The Two Faces of DeepfakesBy
Along with all the other things computers are learning to do, some are now perfecting drawing skills that can produce photorealistic renderings of virtually anything from human faces to landscapes.
Among those made nervous by this new talent, law enforcement must now deal with deepfakes, and commercial stock photo suppliers have many new competitors.
Deep learning is at the heart of this new set of AI skills because the producers of this kind of synthetic media have added an ingenious new dimension to the normal supervised and unsupervised learning levels by adding a competitive loop that pits two neural networks against each other, both striving to perfect an image or video.
The formal name for the architecture is generative adversarial networks (GANs). The two opposing neural networks are the generative and the discriminative. The generative network generates candidates (images) from its database, and the discriminative network judges them as fake or authentic as it searches for flaws it can report to the generative. Notified of the errors, the generative makes corrections and the loop repeats until the discriminative net can only determine at a 50% reliability whether the candidate is authentic or flawed. The finished creation could be a photo of a person’s face, and that image will be undetectable as a fake for most people who look at it.
The person who is credited with designing this machine-learning framework is Ian Goodfellow, who was a doctoral candidate at the University of Montreal in 2014 when he was working on the first GANs with colleagues and his mentor Yoshua Bengio.
GANs can be used for more than synthetic media, but the expansion of the skills in that area has attracted the most applications, both amateur and commercial. The most notorious are those that involve producing deepfakes, which are usually images or video in which one person’s face has been replaced with a different computer-generated face. These can be done for fun or as imposters for use in cybercrime, misinformation campaigns, or personal attacks. But at the same time the algorithms pose potential dangers, they’re helping Disney Studios supplement their CGI animations. And with the high-resolution deepfake apps available to anyone online, subscribers to Snapchat and Instagram are using GANs to put themselves in motion picture clips or their pets in cartoons, or they’re doing advanced photo editing, face-aging, and more. The technology itself is morally neutral.
A long list of positive possibilities for GANs is available at machinelearningmastery.com. Some of these include translating satellite photographs to Google Maps, converting photos from day to night or black-and-white to color, and even transforming simple sketches into realistic color photographs.
If you want to improve the resolution of a photo, a SRGAN model can convert an image to super-resolution with much higher pixel resolution, or you can use a GP-GAN for high-resolution image blending of elements from different photographs. Even more amazing are the StackGAN models that can generate realistic photographs of small objects like birds or flowers simply from text descriptions.

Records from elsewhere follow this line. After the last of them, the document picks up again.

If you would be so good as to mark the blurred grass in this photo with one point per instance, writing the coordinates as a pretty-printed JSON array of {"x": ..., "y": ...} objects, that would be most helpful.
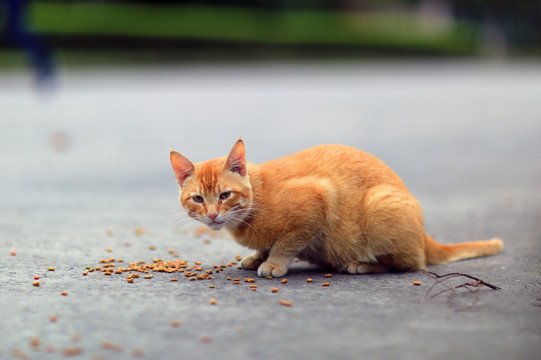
[
  {"x": 260, "y": 33},
  {"x": 282, "y": 27}
]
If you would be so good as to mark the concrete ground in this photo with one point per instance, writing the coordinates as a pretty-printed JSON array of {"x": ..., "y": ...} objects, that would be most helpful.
[{"x": 85, "y": 176}]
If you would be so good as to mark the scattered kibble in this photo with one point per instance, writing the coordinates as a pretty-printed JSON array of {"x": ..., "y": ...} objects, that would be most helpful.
[
  {"x": 205, "y": 339},
  {"x": 72, "y": 351},
  {"x": 286, "y": 303},
  {"x": 34, "y": 342}
]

Commercially, GANs are being used to produce training and demo videos. These generate speech from text and do facial synchronization for speech in videos. The possibilities in advertising are unlimited, from generating individualized synthetic models for fashion displays to animating images like a Rembrandt portrait for roles in ads.
The ability to do face swapping in still images and video with popular apps like Reface, Zao, and FSGAN lets you put anyone’s selfie into video clips from popular films and TV shows, or even have them appear as one of the signers of the Treaty of Versailles if you properly age your friend’s image and add the right haircut. The Chinese app Zao lets you modulate the voices of celebrities as well as stitch your face onto an actor’s body. When the software company Momo released Zao, it rocketed to the most downloaded free app in China in one week.
An interesting legal question that arises with deepfakes is about who owns your image and what, if any, rights you have when others might grab your profile picture on Facebook and run off to do whatever with it. Today, some states and countries are beginning to tackle the problems, but the Malicious Deep Fake Prohibition Act that has been introduced in the U.S. Senate and the DEEP FAKES Accountability Act before the U.S. House of Representatives aren’t yet law.